There seems to be an eco-friendly bag for everyone, from casual hipsters to dressed-up socialites. Lately we’ve noticed a trend to call any bag “green” simply because it can be used to replace the plastic options at the supermarket. As an alternative to a canvas tote that reads “this is not a plastic bag” several companies offer creative, well designed products that can carry just about anything you have to lug around. These are bags you can feel good about and still look cool.

Alchemy Goods Urban Bag
recycled bike inner tubes

Alchemy Goods is a Seattle-based company whose mission is “turning useless into useful.” Designer and founder Eli Reich created a collection of bags and accessories from landfill-bound materials including bicycle inner tubes, vinyl signs, and car seat belts.

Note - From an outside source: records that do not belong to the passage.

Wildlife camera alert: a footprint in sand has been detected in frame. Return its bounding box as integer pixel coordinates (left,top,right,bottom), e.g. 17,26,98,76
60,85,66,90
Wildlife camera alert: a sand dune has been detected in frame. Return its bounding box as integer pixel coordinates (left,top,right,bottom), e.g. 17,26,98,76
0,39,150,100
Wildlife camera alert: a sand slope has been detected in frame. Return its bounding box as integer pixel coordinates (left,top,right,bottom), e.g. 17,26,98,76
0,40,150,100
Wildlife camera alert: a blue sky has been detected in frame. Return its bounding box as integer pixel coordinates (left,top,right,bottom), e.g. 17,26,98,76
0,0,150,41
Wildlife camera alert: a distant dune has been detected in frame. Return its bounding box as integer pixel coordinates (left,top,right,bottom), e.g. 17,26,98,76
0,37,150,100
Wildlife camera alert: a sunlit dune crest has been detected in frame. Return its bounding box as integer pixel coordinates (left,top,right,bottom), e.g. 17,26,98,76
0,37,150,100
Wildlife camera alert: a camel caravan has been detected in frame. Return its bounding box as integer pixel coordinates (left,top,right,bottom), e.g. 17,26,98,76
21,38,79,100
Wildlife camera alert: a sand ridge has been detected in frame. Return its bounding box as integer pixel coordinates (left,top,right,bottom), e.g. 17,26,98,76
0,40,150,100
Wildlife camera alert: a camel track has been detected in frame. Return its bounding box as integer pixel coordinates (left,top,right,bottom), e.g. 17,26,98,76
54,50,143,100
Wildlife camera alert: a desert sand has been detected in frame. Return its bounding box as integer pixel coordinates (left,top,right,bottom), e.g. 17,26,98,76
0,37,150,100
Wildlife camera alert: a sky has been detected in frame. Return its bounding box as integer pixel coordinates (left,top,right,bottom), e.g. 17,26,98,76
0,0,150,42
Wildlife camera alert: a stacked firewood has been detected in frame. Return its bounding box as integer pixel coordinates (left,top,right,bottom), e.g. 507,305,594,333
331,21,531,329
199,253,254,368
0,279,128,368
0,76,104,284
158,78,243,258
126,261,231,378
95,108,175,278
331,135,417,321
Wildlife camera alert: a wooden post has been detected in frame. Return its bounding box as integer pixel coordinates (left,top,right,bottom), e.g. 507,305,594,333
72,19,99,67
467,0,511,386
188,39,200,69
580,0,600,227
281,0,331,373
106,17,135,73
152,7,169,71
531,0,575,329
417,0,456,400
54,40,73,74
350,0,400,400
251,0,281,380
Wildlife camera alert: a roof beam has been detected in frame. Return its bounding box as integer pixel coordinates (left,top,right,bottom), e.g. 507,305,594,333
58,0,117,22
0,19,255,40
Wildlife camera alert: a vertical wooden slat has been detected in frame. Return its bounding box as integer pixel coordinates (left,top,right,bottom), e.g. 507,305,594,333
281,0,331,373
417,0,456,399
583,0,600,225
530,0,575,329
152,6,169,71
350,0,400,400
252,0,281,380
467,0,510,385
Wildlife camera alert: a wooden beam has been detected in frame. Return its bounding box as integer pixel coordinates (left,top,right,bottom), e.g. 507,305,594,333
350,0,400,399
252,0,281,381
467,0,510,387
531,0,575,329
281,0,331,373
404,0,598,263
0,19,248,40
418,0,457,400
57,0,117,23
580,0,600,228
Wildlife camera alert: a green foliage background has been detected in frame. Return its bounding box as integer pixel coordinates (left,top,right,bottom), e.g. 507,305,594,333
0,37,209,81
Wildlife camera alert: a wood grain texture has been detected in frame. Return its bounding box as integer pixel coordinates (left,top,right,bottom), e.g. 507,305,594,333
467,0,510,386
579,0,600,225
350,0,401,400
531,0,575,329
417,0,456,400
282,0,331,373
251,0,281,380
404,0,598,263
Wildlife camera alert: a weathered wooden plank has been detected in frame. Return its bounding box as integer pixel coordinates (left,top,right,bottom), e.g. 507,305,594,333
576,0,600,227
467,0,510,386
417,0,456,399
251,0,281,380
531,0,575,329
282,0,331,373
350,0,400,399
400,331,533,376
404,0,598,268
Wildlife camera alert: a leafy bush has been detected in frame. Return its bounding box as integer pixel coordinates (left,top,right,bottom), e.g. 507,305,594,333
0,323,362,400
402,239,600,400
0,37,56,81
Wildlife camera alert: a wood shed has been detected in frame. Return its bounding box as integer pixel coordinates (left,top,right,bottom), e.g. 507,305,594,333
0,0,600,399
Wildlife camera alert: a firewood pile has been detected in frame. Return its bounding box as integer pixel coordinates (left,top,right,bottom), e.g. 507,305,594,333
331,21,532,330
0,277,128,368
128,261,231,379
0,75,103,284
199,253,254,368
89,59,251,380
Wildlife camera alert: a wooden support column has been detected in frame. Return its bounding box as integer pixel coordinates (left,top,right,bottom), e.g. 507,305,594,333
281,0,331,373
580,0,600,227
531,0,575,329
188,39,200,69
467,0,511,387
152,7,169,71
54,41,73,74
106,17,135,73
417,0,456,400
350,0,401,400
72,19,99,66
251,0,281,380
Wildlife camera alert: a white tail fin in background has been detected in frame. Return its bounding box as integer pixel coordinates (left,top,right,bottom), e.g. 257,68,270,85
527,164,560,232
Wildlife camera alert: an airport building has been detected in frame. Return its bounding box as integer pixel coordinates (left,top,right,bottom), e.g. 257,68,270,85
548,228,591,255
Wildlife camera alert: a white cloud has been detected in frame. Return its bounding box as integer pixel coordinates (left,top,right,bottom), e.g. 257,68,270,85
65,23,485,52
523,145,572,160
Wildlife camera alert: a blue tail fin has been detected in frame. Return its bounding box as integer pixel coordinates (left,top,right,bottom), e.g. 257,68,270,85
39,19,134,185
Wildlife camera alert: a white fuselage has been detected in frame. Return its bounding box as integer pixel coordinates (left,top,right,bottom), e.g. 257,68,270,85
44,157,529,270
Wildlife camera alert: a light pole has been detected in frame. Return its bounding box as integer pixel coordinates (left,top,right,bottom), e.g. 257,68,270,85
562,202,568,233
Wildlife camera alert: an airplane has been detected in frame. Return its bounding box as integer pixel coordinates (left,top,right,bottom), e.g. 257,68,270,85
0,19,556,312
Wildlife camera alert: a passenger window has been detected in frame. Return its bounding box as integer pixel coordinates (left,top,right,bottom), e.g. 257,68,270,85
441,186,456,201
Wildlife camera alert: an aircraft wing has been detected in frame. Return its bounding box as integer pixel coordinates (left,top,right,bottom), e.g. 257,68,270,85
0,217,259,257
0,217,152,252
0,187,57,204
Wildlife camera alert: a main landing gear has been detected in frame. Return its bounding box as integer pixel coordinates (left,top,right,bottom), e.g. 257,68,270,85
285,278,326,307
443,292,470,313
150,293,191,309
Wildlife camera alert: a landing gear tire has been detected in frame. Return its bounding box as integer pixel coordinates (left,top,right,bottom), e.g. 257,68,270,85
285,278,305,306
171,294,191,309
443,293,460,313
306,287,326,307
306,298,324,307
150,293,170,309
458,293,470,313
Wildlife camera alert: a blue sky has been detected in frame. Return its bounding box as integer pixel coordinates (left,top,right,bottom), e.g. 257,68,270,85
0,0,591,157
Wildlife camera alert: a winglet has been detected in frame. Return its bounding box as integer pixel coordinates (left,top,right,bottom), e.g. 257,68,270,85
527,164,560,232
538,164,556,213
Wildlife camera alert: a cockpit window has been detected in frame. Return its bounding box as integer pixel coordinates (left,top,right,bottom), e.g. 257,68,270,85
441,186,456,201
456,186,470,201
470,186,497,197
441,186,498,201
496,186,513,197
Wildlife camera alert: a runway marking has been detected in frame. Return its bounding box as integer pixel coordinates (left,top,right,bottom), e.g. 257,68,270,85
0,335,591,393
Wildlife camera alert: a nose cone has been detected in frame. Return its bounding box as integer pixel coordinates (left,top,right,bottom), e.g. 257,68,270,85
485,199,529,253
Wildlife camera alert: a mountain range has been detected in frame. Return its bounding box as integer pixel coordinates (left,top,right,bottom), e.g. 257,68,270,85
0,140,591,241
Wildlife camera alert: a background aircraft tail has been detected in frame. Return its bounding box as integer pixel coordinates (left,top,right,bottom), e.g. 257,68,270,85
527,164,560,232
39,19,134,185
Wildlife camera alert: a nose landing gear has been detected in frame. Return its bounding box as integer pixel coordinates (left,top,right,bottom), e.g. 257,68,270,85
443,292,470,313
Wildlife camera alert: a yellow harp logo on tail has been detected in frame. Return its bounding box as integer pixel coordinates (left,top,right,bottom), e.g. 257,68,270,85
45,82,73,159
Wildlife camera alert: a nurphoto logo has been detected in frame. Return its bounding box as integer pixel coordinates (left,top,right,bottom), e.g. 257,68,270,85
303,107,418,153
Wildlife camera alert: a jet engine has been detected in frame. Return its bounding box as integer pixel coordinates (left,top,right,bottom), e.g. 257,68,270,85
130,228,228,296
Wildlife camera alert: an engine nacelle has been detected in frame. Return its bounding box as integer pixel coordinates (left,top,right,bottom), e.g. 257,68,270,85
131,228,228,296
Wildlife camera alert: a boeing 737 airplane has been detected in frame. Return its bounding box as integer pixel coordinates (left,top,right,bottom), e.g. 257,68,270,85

It all started when Reich’s favorite messenger bag was stolen and he couldn’t find a sturdy, waterproof replacement that fit his aesthetic. He crafted a prototype with a few bicycle inner tubes, and was soon inundated with sales requests from members of the local bike community. The collection, which is all constructed in the Seattle design studio, now includes totes, wallets, belts, and business card holders. The Alchemy Goods logo features a number in the top right corner which details the percentage (by weight) of recycled materials in each piece. In 2007, Alchemy Goods recycled over 5,000 auto seat belts, 2,500 lbs. of vinyl signage, and 35,000 bike inner tubes.

Vy and Elle Town Traveler
recycled vinyl billboards

Vy & Elle, a Tuscon-based company with a great name, converts used billboard vinyl into fun, practical bags of every type. The bright graphics inherent from the digitally printed billboards add fun colorful accents to the stylish, wearable shapes designed by Nicola Freegard and Robin Janson. Each bag is distinctly one of a kind due to the reclaimed material. Vy & Elle partner with MMT, a global computer imaging company who specialize in outdoor advertising display. MMT provides an unlimited supply of used vinyl that previously might have ended up in a landfill while simultaneously giving Vy & Elle access to many well known business brands. In addition to their boutique designs, Vy & Elle offers a custom service to companies who want to make promotional accessories from their own billboards. Amazingly, 100% of the billboards are recycled – the scraps are turned into garden hoses and flooring by neighboring manufacturers.

Teich Weekender Bag
hemp and vegetable-tanned leather, linen lining

For a more sophisticated look you can still feel good about, fashion-conscious women will gravitate toward Teich’s chic, elegant bags. These well-designed and crafted purses match the eco-luxury fashions of Bahar Shahpar and Linda Loudermilk. Designer Allison Teich creates classic pieces from hemp and vegetable-tanned leather that will last for years to come. Organic cotton and linen line the purses. Recently she has begun to work with recycled leather, and her 2008 collection features brightly-colored purses made from old jackets.